Pós-verdade

Imaginem um mundo onde o conhecimento é elitizado e os factos têm menos importância que uma opinião, imaginem um mundo onde um post no Twitter ou Facebook tem mais relevância que uma tese de mestrado ou doutoramento na biblioteca de uma universidade. Sim! Este mundo existe e estamos nele. A era da pós-verdade. A era onde a mentira, ilusão, a verdade e a realidade são meras perspetivas

Considerado a palavra do ano em 2016, Pós-verdade, segundo a Oxford Dictionaries, é quando “conceitos clássicos acerca do domínio dos factos, da verdade, da informação e da esfera pública são ressignificados”. A sociedade dá novos significados aos conceitos e factos mudando-os consoante a necessidade atual.

Hoje, o ser humano é condicionado de várias formas. Na era da informação, que antecede a era da experiência, o homo sapiens vem sendo fustigado com turbilhões de informações que nem sempre correspondem à verdade e/ou realidade.

Esse condicionamento é feito por vários fatores. Segundo o Solomon Asch Conformity Experiment, o ser humano tende a aceitar e acreditar em uma resposta ou informação errada dada em primeiro lugar do que confirmar os factos.

De uma outra forma, o ser humano é condicionado desde o início da sua existência a engajar em histórias, vivem suas vidas em histórias, memorizam e engajam com coisas novas através de estórias (Newman, 2016). Por estarem condicionados a histórias e narrativas, o ser humano, tendencialmente, aceita o que faz sentido num determinado momento.
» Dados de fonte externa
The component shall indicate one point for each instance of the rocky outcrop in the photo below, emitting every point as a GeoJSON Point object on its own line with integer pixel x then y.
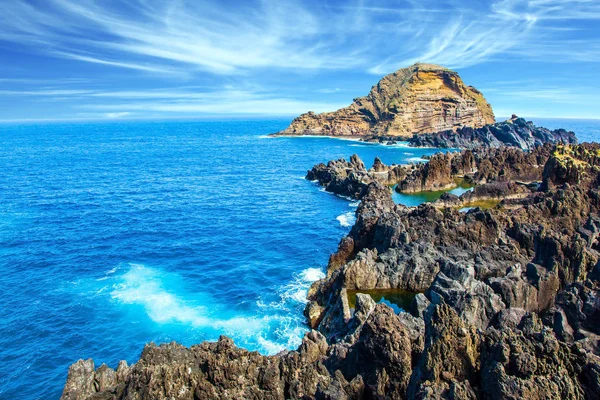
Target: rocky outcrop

Essa condição, estar condicionado a histórias e narrativas, serve de base para que a era Pós-verdade seja uma narrativa que constitui a sua própria realidade. Assim, acredita-se que a “verdade” nesta era é o que melhor funciona num momento particular e uma afirmação deve ser verdade só e somente porque as pessoas querem acreditar nela.

Durante a história da humanidade, aconteceram vários casos de ressignificação da história para criar narrativas e influenciar a opinião pública. Primeiramente a história do livro Gênesis, Adão e Eva, onde uma cobra dá uma maçã a Eva e de seguida toda raça humana é condenada a viver fora do paraíso. É uma história que não existem provas científicas, mas é comummente aceite pelos cristãos.

Da mesma forma, em 1931, o exército japonês inventou uma invasão para justificar ataques à China. Usando o seu próprio exército, o Japão atacou a si mesmo criando um “facto” para suportar a invasão à China. Uma tentativa de criar factos para influenciar acontecimentos em detrimento aos ganhos específicos.

Na política, a era pós-verdade tem causado os seus efeitos também. Em 2016, na cidade de Veles, Macedónia, um grupo de jovens começou a postar fake news relativas a eleições presidenciais americanas. Consequentemente, esses posts influenciaram a perceção relativa a um certo candidato.

Em Cabo Verde, um país que já é global e segue as tendências, sente-se as mazelas da Pós-verdade. Já temos políticos e partidos tentando fazer a recriação da história política recente. Estes feitos constituem uma das maiores ameaças à liberdade de pensamento e ameaça a capacidade decisória do povo, porque, direta e indiretamente, tem consequências na forma como vivemos, percebemos a sociedade e por último a forma como agimos.